Open NISH1001 opened 1 year ago

NISH1001 commented 1 year ago

What

Currently, evalem.pipelines.SimpleEvaluationPipeline is stateless. That means any forward passes (including inferencing and evaluation results) aren't cached within the pipeline object. This is fine for inference+evaluation on a small sample size. However, for a bigger size, say full-on squad v2 86k train samples, re-running the inference to get predictions is time-consuming when we want to switch the Evaluator object.

Why

To speed up evaluation without re-running forward pass on a huge dataset.

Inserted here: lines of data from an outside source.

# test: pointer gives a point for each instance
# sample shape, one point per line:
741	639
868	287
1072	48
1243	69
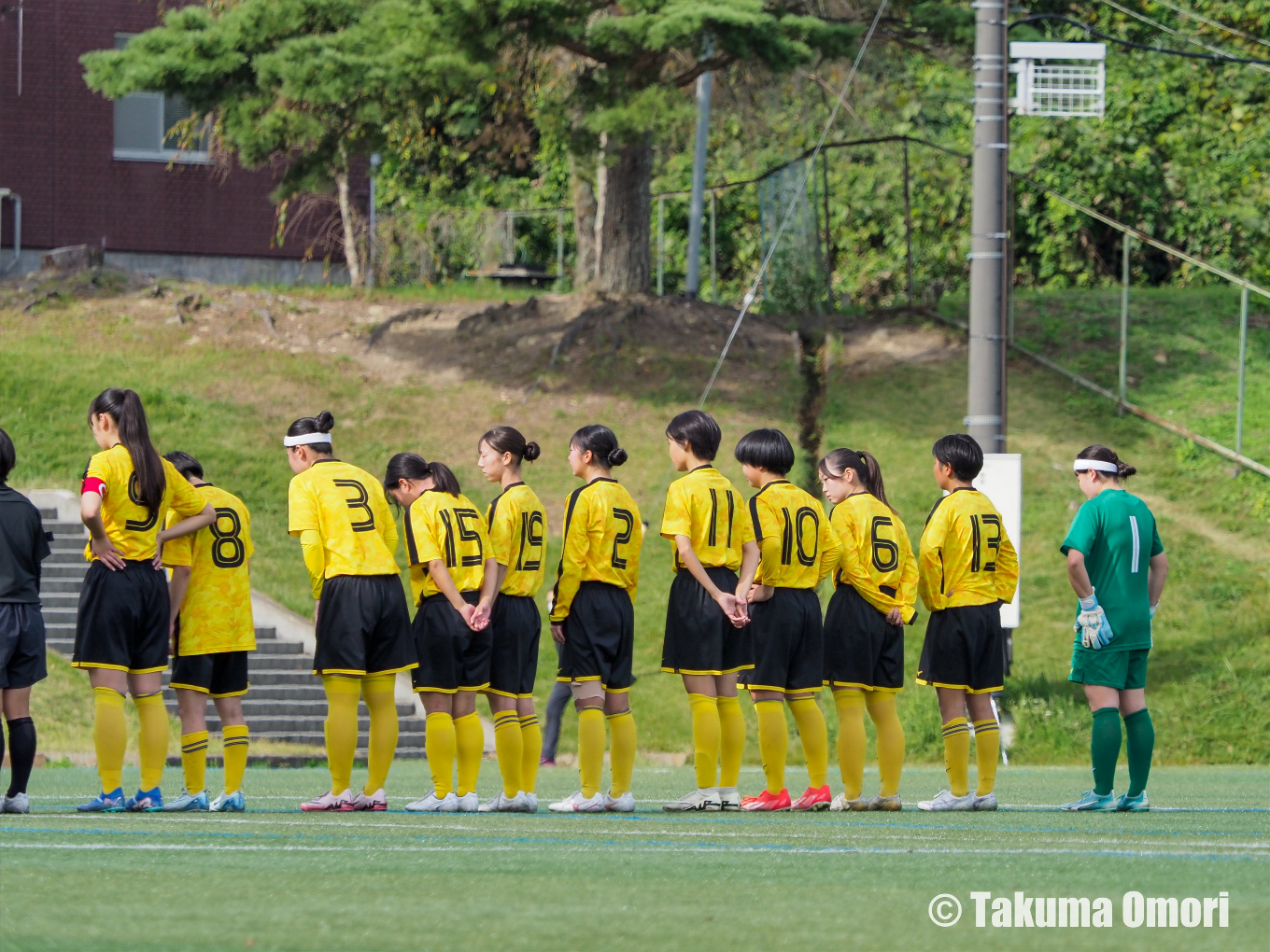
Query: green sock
1105	748
1140	736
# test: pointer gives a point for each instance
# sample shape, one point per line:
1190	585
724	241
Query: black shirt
23	546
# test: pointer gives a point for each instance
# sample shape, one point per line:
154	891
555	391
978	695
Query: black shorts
21	645
861	651
600	637
363	627
698	637
451	655
515	627
964	649
222	674
122	621
789	642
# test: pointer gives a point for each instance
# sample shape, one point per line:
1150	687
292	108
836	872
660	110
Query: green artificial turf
275	878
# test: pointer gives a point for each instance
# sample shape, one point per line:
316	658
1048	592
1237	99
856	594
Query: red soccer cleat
768	803
814	799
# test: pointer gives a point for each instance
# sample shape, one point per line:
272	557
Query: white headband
1101	466
306	438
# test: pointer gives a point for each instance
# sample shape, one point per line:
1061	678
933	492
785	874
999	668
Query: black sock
21	753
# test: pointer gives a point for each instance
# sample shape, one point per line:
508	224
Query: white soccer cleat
625	804
698	800
430	804
944	800
17	804
578	804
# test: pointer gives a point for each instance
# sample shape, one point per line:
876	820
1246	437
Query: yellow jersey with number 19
518	539
346	505
216	614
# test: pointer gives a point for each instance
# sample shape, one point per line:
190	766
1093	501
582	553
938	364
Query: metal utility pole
986	405
705	85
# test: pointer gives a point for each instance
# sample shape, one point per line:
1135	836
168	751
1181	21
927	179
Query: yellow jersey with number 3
517	527
877	556
441	527
966	557
602	537
799	547
129	525
346	505
704	507
216	614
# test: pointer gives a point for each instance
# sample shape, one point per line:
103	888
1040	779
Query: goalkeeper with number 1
1117	567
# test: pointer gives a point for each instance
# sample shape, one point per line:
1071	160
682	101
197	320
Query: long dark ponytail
124	408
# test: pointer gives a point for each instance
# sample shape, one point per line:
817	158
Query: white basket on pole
1059	79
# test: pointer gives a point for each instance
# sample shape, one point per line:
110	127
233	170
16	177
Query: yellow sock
773	741
891	739
956	755
591	749
193	761
851	740
152	746
621	751
531	748
732	740
511	750
470	740
378	691
109	736
235	744
814	734
706	730
342	695
440	744
987	749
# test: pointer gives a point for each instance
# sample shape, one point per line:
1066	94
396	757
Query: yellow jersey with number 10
346	505
216	614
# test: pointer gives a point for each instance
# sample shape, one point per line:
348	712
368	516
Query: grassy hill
222	387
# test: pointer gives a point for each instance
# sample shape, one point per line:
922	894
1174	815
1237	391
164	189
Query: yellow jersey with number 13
216	614
346	505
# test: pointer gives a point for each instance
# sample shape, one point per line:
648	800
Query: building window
143	120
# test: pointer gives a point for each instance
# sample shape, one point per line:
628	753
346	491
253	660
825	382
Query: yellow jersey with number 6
216	614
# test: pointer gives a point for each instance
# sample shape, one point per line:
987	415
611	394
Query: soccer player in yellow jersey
454	579
967	567
120	632
875	587
708	637
799	550
593	619
212	634
362	624
517	527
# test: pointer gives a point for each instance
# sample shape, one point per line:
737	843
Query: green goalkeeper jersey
1117	535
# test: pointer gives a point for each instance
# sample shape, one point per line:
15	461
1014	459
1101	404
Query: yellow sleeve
573	559
315	559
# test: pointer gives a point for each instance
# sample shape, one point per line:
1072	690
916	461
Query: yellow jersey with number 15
518	539
216	614
346	505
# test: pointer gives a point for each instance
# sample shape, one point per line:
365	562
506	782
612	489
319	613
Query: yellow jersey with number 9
216	614
346	505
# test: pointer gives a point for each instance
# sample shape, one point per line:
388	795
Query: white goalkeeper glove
1093	624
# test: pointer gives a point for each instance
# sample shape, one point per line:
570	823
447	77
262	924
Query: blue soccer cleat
1133	805
188	804
229	804
1091	801
109	803
147	801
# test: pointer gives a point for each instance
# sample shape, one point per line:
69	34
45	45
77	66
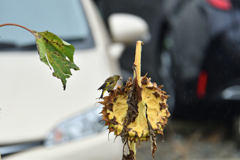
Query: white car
38	120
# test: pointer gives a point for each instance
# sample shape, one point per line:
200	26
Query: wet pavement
188	140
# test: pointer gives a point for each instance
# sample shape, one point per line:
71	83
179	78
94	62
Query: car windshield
63	18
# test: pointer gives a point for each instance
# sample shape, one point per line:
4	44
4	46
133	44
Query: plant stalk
137	62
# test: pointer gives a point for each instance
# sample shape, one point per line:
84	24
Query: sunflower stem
137	62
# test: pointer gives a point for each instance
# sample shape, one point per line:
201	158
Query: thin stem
137	62
13	24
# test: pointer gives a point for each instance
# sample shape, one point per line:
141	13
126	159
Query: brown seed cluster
136	113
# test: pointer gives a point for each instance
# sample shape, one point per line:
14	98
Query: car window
63	18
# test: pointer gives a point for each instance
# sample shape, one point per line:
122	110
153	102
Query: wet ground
191	140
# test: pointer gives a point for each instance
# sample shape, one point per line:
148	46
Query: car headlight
79	126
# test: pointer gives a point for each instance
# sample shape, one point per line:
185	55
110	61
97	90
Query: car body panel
33	101
90	148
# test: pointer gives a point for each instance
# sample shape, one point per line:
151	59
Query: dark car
200	57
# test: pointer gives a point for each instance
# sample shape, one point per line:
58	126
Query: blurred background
192	47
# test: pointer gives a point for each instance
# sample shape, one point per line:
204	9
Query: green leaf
57	54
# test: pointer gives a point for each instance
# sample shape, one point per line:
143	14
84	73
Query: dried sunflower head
136	113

This can also help in debugging for such large samples because for large samples it's a bummer to catch the runtime errors (say tokenization error relating to weird texts, etc) at a late stage during the pipeline.

How

Maybe, we can have a new CachedSimpleEvaluationPipeline or something like that to be able to load predictions from external files (text, JSON, etc.)


cc: @muthukumaranR

muthukumaranR commented 1 year ago

As far as data consistency, would it be possible to enforce checks (for tokenizing) on the DTOs during, say pipeline.build()? that way you're guaranteed to not have any in pipeline.run(). essentially split the execution of pipeline into two, where in first part you handle all the checks. and in the final part you run the pipeline.

As far as caching, I think the mechanism will be useful nevertheless.

NISH1001 commented 1 year ago

I like the build(...) mechanism. Will add to my to-do list. Right now, what we're basically doing is passing texts as it is to the transformers.pipeline(...) which implicitly handles all the tokenization, forward-pass, etc.